Iranian Hackers Indicted for Port of San Diego Cyberattack
A federal grand jury in New Jersey has indicted two Iranian hackers for using ransomware to extort money from American organizations. Among many other offenses, the men are accused of conducting the cyberattack on the Port of San Diego on September 25.
“The Iranian defendants allegedly used hacking and malware to cause more than $30 million in losses to more than 200 victims,” said U.S. Deputy Attorney General Rod Rosenstein in a statement. “The criminal activity harmed state agencies, city governments, hospitals, and countless innocent victims.”
According to the indictment, Iranian nationals Faramarz Shahi Savandi, 34, and Mohammad Mehdi Shah Mansouri (left), 27, wrote a malware program called SamSam Ransomware, which is capable of encrypting data stored on a victim's computer systems. Over the course of nearly three years, the two men allegedly hacked into the IT networks of hundreds of institutions and organizations in order to install SamSam.
Once inside the victim's network, they would use the program to encrypt valuable data, then demand a ransom payment in Bitcoin in exchange for the decryption key. The indictment alleges that Savandi and Mansouri have collected over $6 million in ransom payments to date.
The hackers allegedly attacked more than 200 targets, including hospitals, health care companies, municipalities and public institutions. The Port of San Diego was the most recent victim, and others included the City of Atlanta; the City of Newark; the Colorado Department of Transportation; the University of Calgary; Hollywood Presbyterian Medical Center in Los Angeles; Kansas Heart Hospital in Wichita; LabCorp; MedStar Health; OrthoNebraska Hospital in Omaha; and Allscripts Healthcare Solutions in Chicago, Illinois.

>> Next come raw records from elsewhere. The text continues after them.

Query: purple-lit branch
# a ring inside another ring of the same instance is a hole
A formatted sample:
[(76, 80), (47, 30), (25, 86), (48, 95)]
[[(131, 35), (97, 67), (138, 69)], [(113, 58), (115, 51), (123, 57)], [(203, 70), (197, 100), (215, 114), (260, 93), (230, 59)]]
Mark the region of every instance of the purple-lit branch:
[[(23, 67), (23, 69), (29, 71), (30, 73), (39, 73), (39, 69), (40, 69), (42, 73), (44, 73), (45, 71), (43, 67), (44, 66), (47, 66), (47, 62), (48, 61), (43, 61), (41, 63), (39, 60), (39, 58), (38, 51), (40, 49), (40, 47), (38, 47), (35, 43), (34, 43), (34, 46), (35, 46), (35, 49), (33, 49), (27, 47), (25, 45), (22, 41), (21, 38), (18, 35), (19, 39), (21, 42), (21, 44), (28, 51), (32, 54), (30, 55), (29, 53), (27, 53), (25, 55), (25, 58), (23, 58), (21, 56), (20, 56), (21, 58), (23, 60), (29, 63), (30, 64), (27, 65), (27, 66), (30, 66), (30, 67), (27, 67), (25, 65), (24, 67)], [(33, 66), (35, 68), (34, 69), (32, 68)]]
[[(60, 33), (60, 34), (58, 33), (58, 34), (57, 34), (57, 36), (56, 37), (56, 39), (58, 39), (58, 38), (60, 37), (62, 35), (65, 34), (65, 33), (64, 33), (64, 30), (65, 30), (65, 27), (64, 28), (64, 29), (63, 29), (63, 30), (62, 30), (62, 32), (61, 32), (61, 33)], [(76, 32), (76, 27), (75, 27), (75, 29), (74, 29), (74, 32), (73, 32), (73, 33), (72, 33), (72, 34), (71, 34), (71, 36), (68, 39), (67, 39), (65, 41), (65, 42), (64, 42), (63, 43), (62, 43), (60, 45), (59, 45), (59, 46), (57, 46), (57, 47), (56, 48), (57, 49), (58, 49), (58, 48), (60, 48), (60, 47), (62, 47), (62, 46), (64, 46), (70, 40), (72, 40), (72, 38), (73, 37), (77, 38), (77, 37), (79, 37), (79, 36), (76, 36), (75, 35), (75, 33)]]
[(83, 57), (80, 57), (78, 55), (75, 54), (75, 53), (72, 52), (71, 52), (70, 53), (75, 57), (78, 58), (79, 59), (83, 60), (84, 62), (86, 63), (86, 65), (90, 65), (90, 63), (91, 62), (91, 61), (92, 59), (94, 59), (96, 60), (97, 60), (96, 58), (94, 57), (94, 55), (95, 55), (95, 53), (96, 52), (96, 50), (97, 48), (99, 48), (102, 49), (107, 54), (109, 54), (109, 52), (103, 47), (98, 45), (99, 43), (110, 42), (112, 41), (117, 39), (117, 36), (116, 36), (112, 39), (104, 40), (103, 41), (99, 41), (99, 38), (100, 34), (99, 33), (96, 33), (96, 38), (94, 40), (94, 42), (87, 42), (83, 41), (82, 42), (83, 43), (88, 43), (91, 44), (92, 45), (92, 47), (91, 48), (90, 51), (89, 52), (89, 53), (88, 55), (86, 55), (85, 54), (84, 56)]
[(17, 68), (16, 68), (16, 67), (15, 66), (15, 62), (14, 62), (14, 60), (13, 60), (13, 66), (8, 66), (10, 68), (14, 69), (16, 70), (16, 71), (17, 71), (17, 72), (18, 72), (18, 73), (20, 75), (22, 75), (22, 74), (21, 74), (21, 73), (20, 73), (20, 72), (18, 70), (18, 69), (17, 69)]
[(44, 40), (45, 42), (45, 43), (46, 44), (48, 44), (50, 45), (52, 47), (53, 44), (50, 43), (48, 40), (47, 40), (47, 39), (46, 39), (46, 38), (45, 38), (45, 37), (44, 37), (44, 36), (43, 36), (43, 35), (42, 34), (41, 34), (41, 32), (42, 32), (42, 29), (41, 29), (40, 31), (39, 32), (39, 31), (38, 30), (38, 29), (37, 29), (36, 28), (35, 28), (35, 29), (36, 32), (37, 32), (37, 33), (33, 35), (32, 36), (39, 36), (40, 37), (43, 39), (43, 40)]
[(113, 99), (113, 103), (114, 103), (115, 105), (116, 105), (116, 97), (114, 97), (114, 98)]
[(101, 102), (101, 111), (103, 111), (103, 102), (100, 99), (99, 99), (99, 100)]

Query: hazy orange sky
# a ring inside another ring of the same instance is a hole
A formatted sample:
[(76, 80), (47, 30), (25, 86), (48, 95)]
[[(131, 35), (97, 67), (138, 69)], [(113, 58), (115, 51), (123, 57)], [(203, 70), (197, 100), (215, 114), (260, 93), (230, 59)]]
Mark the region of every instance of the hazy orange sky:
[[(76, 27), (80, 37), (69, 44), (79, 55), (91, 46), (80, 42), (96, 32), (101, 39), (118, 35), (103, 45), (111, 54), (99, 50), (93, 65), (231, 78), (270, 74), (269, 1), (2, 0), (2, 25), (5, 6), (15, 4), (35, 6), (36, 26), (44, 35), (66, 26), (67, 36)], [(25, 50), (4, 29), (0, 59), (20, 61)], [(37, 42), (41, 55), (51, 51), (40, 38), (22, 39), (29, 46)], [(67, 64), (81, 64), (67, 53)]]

U.S. Attorney for the District of New Jersey Craig Carpenito alleged that the hackers targeted governmental and healthcare organizations because of the victims' public service orientation: since they use their IT systems to serve people in need, they might pay a ransom quickly in order to restore operations. Carpenito accused Savandi and Mansouri of "cravenly taking advantage of the fact that these victims depend on their computer networks to serve the public, the sick, and the injured without interruption."
The two men allegedly used a sophisticated approach to their attacks. They would research their targets online and scan for computer network vulnerabilities. When they struck, they would time the attack for night-time hours, when the victims would be least capable of mounting a defense, and would disguise their intrusions as normal network activity. They allegedly deployed an anonymized browsing and traffic routing service in an attempt to hide their tracks.
Savandi and Mansouri face two conspiracy charges, two counts of intentional damage to a protected computer and two counts of transmitting a demand in relation to damaging a protected computer. As both men reside in Iran, which has cold relations with the United States, they are unlikely to face extradition and prosecution in the U.S. They have not reportedly been arrested.
According to the Port of San Diego, no data loss occurred as a result of the attack because the port's IT team had backups in place. The hack took down non-critical administrative systems for a brief period, and did not affect commercial port operations. The port did not pay the ransom demand.
“We applaud the U.S. Department of Justice and the FBI for conducting this complex and sophisticated investigation,” said port CEO Randa J. Coniglio in a statement. “We are very pleased to see these enforcement efforts against international computer hacking and extortion scammers.”